Pracowita doba dla stołecznych strażaków. Jak podali, odnotowali blisko 700 zgłoszeń dotyczących skutków nawałnic z niedzielnego wieczora. Interwencje dotyczą głównie powalonych drzew, ale też zalanych jezdni czy budynków.
Około godziny 13 stołeczni strażacy podali, że od niedzielnego wieczora mają już 680 zgłoszeń. - To nie jest końcowa liczba. Wiele interwencji jest w trakcie, otrzymujemy tez nowe zgłoszenia - przekazał Wojciech Kapczyński z zespołu prasowego stołecznej straży pożarnej. I jak wymienił, dostali zgłoszenie do zerwanego konara przy ulicy Hożej, interweniują też na Nowym Świecie, ale także na ulicy św. Bonifacego czy Limanowskiego.

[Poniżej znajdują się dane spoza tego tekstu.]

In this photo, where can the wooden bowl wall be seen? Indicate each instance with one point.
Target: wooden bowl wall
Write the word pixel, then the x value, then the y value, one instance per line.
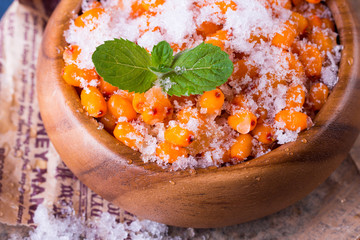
pixel 207 197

Na ulicy Hożej tuż przed 14 był reporter tvnwarszawa.pl Mateusz Szmelter. - Strażacy wycinali z drzew uszkodzone gałęzie. Zablokowany był przejazd Hożą od ulicy Marszałkowskiej w stronę Kruczej. Jezdnię blokował podnośnik straży pożarnej. Strażacy musieli dosięgnąć i wyciąć gałęzie - wskazał Szmelter.
Strażacy interweniowali również przy siedzibie Komendy Rejonowej Policji przy Grenadierów na Pradze Południe. Tam w nocy drzewo przygniotło zaparkowane przy ogrodzeniu radiowozy.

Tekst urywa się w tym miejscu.